Apparently Rep. Jack Kingston has taken it upon himself to pick up where Mitt Romney left off in attempting to establish the GOP brand as officially synonymous with disdain for poor people. In a recent speech Kingston reportedly said of kids benefiting from free-lunch programs, "Why don't you have the kids pay a dime, pay a nickel to instill in them that there is, in fact, no such thing as a free lunch? Or maybe sweep the floor of the cafeteria."
Where to start with what’s wrong with this comment?
First off, if poor children had a spare dime or nickel lying around, they wouldn’t be partaking in free-lunch programs. I can’t believe that it is possible that in 2013 we still have to explain the basic concept of poverty to adults—particularly adults responsible for drafting policy that affects those living in poverty.
Second, unlike a lot of progressives, and particularly minorities who identify as progressive, I have never considered “personal responsibility” dirty words. Unlike Rep. Charles Rangel I have no problem with the hotly debated legal requirement that adults living in New York public housing who are not working full time, students or disabled be required to engage in voluntary community service. Adults should be held accountable (or personally responsible) for choices they make, good or bad. That could be someone like me signing up for student-loan debt to finance my education, other students signing up for work-study programs to finance theirs or adults giving back to their community and taxpayers who are helping to finance the living situation they wouldn’t be able to afford otherwise.

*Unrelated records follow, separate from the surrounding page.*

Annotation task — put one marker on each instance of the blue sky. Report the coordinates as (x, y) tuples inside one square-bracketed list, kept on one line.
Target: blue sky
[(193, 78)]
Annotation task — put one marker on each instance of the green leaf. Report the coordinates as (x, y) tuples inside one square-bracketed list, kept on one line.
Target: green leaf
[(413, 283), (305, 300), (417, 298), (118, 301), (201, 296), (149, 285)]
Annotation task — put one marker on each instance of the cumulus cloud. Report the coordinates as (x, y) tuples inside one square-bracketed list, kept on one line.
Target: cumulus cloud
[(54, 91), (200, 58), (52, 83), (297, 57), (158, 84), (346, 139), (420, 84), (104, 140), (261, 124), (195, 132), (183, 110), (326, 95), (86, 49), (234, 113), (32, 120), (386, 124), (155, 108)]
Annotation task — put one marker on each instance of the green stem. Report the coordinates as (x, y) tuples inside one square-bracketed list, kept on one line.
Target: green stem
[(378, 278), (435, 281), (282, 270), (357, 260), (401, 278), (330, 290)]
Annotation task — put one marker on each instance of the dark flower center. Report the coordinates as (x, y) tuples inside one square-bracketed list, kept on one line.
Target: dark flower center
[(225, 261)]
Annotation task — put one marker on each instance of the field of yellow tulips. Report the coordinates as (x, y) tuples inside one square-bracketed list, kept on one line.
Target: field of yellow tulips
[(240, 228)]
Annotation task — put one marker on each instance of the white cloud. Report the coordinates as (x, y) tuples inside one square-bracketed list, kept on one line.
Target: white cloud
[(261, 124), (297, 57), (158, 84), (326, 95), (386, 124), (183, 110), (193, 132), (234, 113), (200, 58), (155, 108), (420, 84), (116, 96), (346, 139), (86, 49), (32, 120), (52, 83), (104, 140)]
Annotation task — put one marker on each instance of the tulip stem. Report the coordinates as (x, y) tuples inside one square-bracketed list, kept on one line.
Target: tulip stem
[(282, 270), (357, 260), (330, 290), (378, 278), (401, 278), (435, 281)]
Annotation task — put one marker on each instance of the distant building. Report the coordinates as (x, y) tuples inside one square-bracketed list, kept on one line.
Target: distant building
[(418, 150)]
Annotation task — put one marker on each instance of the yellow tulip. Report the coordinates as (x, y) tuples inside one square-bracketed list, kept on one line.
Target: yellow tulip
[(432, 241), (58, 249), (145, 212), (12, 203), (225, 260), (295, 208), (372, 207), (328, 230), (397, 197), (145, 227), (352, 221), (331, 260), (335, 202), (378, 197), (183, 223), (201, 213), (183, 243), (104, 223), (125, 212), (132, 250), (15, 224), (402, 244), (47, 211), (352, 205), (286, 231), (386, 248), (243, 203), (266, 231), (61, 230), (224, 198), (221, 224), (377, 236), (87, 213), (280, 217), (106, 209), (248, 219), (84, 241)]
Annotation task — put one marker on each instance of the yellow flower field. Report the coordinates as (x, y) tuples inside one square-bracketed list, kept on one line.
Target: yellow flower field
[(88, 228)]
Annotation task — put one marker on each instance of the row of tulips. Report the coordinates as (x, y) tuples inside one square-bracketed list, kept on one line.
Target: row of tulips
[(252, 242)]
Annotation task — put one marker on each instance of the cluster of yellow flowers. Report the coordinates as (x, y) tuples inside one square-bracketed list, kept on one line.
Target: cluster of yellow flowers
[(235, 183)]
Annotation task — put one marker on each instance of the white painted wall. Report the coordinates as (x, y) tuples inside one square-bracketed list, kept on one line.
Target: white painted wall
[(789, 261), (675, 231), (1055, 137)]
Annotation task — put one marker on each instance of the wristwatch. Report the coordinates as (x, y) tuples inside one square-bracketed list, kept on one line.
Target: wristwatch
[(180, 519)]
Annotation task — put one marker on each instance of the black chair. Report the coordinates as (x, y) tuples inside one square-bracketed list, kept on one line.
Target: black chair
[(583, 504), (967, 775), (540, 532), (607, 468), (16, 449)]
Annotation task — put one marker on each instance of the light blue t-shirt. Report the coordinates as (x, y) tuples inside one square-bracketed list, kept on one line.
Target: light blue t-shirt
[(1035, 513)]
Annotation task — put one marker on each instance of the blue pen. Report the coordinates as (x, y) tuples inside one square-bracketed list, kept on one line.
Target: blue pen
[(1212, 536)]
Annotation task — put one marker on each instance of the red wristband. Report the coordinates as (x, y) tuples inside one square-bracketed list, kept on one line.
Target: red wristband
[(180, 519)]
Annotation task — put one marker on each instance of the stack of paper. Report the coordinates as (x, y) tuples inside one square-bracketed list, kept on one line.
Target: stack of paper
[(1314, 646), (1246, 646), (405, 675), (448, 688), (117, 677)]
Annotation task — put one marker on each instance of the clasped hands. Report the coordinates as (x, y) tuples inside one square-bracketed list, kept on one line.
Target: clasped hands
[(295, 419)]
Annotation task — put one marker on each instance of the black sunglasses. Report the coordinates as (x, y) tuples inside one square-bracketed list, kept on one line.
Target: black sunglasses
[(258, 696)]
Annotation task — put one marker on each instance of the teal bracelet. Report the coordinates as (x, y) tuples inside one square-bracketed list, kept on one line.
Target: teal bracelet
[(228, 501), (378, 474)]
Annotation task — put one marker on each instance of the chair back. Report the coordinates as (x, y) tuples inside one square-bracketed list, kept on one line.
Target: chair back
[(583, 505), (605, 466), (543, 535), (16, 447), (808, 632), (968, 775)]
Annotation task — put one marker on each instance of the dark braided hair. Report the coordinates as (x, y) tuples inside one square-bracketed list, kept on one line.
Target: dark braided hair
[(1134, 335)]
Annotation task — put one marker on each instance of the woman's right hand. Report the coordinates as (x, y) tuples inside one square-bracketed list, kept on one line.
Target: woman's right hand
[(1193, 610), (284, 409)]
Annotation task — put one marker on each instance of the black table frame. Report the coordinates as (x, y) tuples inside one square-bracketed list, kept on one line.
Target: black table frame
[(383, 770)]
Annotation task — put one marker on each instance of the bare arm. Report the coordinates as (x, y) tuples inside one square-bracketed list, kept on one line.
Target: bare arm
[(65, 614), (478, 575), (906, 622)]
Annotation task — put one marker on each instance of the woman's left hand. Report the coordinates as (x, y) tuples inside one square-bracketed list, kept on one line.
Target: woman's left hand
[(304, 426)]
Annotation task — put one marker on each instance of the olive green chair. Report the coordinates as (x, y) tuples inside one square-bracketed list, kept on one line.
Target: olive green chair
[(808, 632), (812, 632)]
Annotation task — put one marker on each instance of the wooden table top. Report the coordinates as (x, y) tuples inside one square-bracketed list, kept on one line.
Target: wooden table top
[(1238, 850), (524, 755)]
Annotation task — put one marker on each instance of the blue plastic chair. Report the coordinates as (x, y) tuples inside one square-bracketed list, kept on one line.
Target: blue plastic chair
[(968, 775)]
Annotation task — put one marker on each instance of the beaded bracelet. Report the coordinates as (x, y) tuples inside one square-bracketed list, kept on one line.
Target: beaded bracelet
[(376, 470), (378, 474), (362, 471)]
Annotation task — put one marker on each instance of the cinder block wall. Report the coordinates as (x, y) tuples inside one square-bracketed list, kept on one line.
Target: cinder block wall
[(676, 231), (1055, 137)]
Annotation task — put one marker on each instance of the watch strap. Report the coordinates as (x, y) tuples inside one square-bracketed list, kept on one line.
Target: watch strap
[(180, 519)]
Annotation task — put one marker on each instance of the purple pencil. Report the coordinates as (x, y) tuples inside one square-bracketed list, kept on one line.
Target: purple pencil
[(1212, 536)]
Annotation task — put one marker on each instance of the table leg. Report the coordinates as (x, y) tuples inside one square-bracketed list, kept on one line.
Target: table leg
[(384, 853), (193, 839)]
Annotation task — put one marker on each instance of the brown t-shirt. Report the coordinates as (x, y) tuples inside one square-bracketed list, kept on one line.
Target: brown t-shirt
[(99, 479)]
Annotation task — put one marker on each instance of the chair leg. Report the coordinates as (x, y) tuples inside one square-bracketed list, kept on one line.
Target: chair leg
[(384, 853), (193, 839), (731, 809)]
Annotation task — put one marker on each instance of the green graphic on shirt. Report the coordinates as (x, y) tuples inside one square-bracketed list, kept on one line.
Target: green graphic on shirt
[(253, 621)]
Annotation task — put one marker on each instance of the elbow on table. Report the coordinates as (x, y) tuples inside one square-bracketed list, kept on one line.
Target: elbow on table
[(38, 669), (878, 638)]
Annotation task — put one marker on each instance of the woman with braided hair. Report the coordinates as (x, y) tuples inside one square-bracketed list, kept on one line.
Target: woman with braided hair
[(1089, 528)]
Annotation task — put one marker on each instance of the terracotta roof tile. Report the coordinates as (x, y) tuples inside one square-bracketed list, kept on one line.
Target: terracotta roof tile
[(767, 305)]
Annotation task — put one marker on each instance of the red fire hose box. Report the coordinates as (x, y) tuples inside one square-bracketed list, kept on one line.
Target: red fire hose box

But the words “personal responsibility” should almost always be limited to adults, and to those teens nearing adulthood who have the capacity to make informed decisions, good and bad, and to be held accountable for them accordingly.
And even with teens, while a 16-year-old can make an informed choice to kill someone—and I believe should be held accountable—he has no choice regarding whether he is born into a family that is incapable of feeding him, or a family in which his father will become a member of Congress who says incredibly ill-informed, offensive things about the poor.
What’s even more disturbing about Kingston’s comment is that he is not the first high-profile Republican to make such a remark. During the 2012 Republican primary, then-candidate Newt Gingrich called child labor laws “stupid” and argued that schools should use children as janitors. Of course it is unlikely that the kids he envisioned were kids like his own, or of his fellow presidential candidates or of Rep. Kingston. So while children of privilege would be taking SAT-prep classes, learning foreign languages and benefiting from all of the other extras in which their parents indulge them to provide them with a lifetime head-start over poor children, these poor kids would get to fall further behind by cleaning up after their more privileged peers.
Here’s another idea for Kingston and Gingrich. How about doing something substantive to help these children break the cycle of poverty so they don’t have to listen to you threatening to use their kids for slave labor a generation from now? How about supporting providing these kids with comprehensive sexual education, low-cost contraception and loan-free financial college aid so these kids can have a real chance to compete with yours someday?
But then again, maybe seeing poor kids have a real shot at competing with their kids is what Kingston, Gingrich and others like them are really worried about. After all, if America became an equal playing field, the halls of power would probably look a lot different than they do now.